2 Kings 4, 8-11 and 14-16
Romans 6, 3-4 and 8-11
Matthew 10, 37-42

The readings of today are all about life and welcome, and the relationship between the two. As a result of welcoming Elisha, the holy man of God, the woman of Shunem is given the gift of a child. As a result of welcoming Christ, the Holy One of God, we are all given the new life of which the second reading speaks. These readings have immediate application to the theme of welcoming the representatives of God who come preaching his word. Yet the theme of welcome extends likewise to every human being. Christ is the one who welcomes us into the life he shares with the Father, and therefore the only appropriate response for us -- as individuals and as a community -- is to extend welcome to all whom Christ welcomes, that is, to every human life. It would be a contradiction to accept the welcome of Christ but to reject another human life.

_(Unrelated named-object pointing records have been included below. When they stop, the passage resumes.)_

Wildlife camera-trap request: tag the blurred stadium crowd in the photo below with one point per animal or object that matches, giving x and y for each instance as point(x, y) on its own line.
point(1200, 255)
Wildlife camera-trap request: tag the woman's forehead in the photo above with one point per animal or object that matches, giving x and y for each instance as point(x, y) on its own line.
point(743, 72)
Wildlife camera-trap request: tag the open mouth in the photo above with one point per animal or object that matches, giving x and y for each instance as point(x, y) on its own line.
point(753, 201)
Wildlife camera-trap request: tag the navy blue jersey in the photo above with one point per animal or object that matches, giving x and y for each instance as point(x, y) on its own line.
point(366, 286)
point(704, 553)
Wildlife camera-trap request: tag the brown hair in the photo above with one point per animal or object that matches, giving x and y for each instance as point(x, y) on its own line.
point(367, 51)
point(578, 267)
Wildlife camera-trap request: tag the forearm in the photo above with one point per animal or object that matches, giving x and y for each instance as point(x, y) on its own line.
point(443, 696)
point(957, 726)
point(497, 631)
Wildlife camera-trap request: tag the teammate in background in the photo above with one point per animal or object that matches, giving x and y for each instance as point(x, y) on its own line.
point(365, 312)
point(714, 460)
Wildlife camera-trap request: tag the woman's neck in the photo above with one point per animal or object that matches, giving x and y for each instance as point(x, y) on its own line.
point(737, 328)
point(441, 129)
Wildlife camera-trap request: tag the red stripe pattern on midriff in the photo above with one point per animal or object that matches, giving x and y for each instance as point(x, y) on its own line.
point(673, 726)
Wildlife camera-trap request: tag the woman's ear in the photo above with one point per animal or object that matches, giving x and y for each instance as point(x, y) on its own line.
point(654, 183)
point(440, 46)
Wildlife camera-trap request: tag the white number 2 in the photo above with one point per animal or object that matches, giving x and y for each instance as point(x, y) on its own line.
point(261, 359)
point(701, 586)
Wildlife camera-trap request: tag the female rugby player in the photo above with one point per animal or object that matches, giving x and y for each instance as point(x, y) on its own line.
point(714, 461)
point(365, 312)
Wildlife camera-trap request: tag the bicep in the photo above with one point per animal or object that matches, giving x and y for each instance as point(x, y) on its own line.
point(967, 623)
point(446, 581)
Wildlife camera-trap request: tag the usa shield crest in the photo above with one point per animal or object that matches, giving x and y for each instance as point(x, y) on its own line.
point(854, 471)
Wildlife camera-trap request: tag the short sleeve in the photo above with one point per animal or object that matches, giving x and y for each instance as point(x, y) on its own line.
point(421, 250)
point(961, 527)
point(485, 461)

In welcoming other human lives, furthermore, it is necessary to apply the first part of the Gospel reading, namely, the embracing of the cross and the bringing of ourselves to nought. This is the opposite of the self-centered assertion of "pro-choice" and "my rights, my life." In contradiction to the idea that we are fulfilled by asserting ourselves (even at the cost of the life of an unborn child), the Lord teaches here that it is precisely in self-giving that we find ourselves. Parents give themselves to their children, whether born or in the womb, and in so doing they experience the very love of Christ and the life to which that love leads.